Poor RTI: The appetite for democracy among Iraqis keeps racing ahead
of the plodding plans for "capacity building" it drew up before the
invasion. In November the Washington Post reported that when RTI
arrived in the province of Taji, armed with flowcharts and ready to
set up local councils, it discovered that "the Iraqi people formed
their own representative councils in this region months ago, and many
of those were elected, not selected, as the occupation is proposing."
The Post quoted one man telling a RTI contractor, "We feel we are
going backwards."

Johnson denies that the previous council was elected and says that,
besides, RTI is only "assisting the Iraqis," not making decisions for
them.
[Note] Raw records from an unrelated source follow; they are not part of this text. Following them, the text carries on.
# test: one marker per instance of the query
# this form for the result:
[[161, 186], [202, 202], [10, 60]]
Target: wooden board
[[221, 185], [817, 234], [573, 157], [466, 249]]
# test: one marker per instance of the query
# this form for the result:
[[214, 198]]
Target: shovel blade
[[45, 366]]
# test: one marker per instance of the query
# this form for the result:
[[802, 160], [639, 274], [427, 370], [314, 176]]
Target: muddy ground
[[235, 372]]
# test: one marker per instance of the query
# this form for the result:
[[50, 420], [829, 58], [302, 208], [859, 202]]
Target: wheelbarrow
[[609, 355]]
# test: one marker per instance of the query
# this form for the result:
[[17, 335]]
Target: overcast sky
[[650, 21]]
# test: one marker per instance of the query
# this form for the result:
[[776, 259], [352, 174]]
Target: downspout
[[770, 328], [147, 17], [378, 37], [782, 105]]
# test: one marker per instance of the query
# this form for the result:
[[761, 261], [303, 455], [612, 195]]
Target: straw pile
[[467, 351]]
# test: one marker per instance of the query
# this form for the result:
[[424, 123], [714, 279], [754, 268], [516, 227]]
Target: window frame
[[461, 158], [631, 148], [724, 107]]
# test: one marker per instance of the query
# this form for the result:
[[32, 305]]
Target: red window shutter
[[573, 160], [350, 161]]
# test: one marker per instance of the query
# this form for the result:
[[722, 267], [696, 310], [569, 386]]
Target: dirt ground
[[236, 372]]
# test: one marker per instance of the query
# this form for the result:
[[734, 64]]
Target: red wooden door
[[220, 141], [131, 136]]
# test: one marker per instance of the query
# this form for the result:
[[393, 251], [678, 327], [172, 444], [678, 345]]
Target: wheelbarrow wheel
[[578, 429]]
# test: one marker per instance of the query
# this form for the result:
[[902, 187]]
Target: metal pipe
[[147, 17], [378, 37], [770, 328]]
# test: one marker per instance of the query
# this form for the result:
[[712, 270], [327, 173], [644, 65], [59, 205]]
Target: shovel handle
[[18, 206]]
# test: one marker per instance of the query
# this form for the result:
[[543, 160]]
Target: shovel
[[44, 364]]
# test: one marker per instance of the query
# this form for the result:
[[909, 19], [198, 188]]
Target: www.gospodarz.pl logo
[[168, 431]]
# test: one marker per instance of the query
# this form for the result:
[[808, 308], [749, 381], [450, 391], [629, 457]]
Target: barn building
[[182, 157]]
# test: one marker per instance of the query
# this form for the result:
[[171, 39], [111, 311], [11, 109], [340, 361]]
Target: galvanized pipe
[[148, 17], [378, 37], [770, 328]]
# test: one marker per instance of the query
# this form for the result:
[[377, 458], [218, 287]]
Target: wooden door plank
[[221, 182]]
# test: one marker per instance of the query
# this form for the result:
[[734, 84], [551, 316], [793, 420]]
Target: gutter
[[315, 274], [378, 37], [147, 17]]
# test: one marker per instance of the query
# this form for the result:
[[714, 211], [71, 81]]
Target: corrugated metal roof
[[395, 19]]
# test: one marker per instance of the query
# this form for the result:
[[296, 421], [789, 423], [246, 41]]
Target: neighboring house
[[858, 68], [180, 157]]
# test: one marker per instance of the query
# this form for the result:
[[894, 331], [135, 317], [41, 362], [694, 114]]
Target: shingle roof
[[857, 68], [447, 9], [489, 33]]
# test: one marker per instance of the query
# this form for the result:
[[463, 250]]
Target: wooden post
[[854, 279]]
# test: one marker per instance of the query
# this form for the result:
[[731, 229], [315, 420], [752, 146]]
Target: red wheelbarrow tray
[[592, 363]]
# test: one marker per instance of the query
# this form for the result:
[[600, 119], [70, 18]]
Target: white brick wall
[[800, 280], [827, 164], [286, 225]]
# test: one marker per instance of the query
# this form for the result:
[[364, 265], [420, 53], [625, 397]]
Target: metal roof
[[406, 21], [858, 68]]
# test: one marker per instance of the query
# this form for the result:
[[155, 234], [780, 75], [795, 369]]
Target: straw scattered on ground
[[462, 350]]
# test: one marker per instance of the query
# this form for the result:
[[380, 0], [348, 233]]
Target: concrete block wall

Perhaps, but it doesn't help that Johnson compares Iraq's
councils to "a New England town meeting" and quotes another RTI
consultant observing that the challenges in Iraq are "the same thing
I dealt with... in Houston." Is this Iraqi sovereignty--conceived in
Washington, outsourced to North Carolina, modeled on Massachusetts
and Houston and imposed on Basra and Baghdad?

The United Nations, now that it has agreed to go back to Iraq, must
somehow carve out a role for itself in this mess. A good start, if it
decides that direct elections are impossible before the White House's
June 30 deadline, would be to demand that the deadline be scrapped.
But the UN will have to do more than monitor elections; it will have
to stop a robbery in progress--the US attempt to rob Iraq's future
democracy of the power to make key decisions.

Washington wants a transitional body in Iraq with the full powers of
sovereign government, able to lock in decisions that an elected
government will inherit. To that end, Paul Bremer's CPA is pushing
ahead with its illegal free-market reforms, counting on these changes
being ratified by an Iraqi government it can control. For instance,
on January 31 Bremer announced the awarding of the first three
licenses for foreign banks in Iraq. A week earlier, he sent members
of the Iraqi Governing Council to the World Trade Organization to
request observer status, the first step to becoming a member. And
Iraq's occupiers just negotiated an $850 million loan from the
International Monetary Fund, giving the lender its usual leverage to
extract future economic "adjustments."

In other countries that have recently made the transition to
democracy--from South Africa to the Philippines to Argentina-- this
period between regimes is precisely when the most devastating
betrayals have taken place: backroom deals to transfer illegitimate
debts and to maintain "macro-economic continuity." Again and again,
newly liberated people arrive at the polls only to discover that
there is precious little left to vote for. But in Iraq, it's not too
late to block that process. The key is to confine any transitional
council's mandate to matters directly related to elections: the
census, security, protections for women and minorities.

And here's the really surprising part: It could actually happen. Why?
Because all of Washington's reasons for going to war have evaporated;
the only excuse left is Bush's deep desire to bring democracy to the
Iraqi people. Of course, this is as much a lie as the rest--but it's
a lie we can use. We can harness Bush's political weakness on Iraq to
demand that the democracy lie become a reality, that Iraq be truly
sovereign: unshackled by debt, unencumbered by inherited contracts,
unscarred by US military bases and with full control over its
resources, from oil to reparations.

Washington's hold on Baghdad is growing weaker by the day, while the
pro-democracy forces inside the country grow stronger. Genuine
democracy could come to Iraq, not because Bush's war was right, but
because it has been proven so desperately wrong.